The members of the cryptography mailing list already knew about Bitcoin’s launch, and people such as James A. Donald, Ray Dillinger, and Hal Finney have provided technical feedback to improve Bitcoin’s security. All of this happened in November 2008, when “crypto” stood for cryptography, there was no cryptocurrency market, and there definitely wasn’t a “blockchain industry”.
After this early introduction, Satoshi launched version 0.1 of the Bitcoin software on January 8th 2009. He was the network’s first miner, and kept the network alive during a time when nobody else seemed interested in collecting the 50 BTC as a reward for block discovery.
For the pre-mine apologists out there, who enjoy justifying their unfair pre-market token distribution by highlighting how Satoshi Nakamoto was the only miner for months and in a way “pre-mined” his bitcoins, it should be mentioned that Satoshi obtained his BTC fairly after the network launched. He played by the network’s rules and kept it alive while there was nobody in the world who would trade goods or services in exchange for bitcoins.
The network was still in its early days, there were still bugs to fix. As a matter of fact, somebody exploited a massive inflation bug in August 2010, when two addresses received 92.2 billion BTC each.

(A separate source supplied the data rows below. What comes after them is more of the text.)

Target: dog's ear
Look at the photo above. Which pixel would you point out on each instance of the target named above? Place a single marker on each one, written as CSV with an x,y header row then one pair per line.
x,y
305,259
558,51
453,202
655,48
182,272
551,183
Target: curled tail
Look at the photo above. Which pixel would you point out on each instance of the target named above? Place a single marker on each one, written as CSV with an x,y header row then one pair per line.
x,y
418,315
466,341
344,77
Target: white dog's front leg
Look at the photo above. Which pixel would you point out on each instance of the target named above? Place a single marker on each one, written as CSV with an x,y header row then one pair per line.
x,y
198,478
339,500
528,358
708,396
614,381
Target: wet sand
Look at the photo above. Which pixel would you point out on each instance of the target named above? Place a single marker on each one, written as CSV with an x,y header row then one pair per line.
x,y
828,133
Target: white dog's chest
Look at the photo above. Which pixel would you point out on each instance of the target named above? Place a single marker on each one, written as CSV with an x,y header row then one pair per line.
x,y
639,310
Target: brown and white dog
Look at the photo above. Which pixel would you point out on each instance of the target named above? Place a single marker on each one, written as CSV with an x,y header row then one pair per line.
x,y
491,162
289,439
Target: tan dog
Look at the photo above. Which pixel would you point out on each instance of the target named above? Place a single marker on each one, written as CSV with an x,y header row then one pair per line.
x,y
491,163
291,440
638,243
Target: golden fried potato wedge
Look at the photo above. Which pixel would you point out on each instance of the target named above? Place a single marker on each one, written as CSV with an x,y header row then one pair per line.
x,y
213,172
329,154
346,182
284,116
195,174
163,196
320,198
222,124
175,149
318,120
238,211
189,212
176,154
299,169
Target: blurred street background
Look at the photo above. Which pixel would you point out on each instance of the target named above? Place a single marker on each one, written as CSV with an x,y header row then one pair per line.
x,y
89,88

At the time, the most significant transaction happened two months prior and involved a certain GPU miner named Laszlo. He famously sold 10.000 bitcoins for two pizzas.
So yes, Satoshi did earn his coins fairly and his mining cannot be labelled as a pre-mine since everybody on the cryptography mailing list knew about Bitcoin’s whitepaper and launch. Furthermore, lots of fans of Chaumian ecash, egold, liberty dollar, and other similar projects jumped on board during the early days. Maybe that their effort to acquire bitcoins (in fiat money and labor terms) was lower in those early days, but they also took a greater risk by accepting that an experimental computer project can be real money.
Now that we took ownership and fairness out of the way, we need to make it clear that Satoshi’s coins belong to him and we must respect his decision to do whatever he wants. 12 years after the network launched, the market demand is great enough to buy his coins if he decides to sell. The Bitcoin project has grown beyond Satoshi’s influence, he has no control over the network or market, and there are plenty of enthusiasts who would gladly buy Satoshi’s bitcoins.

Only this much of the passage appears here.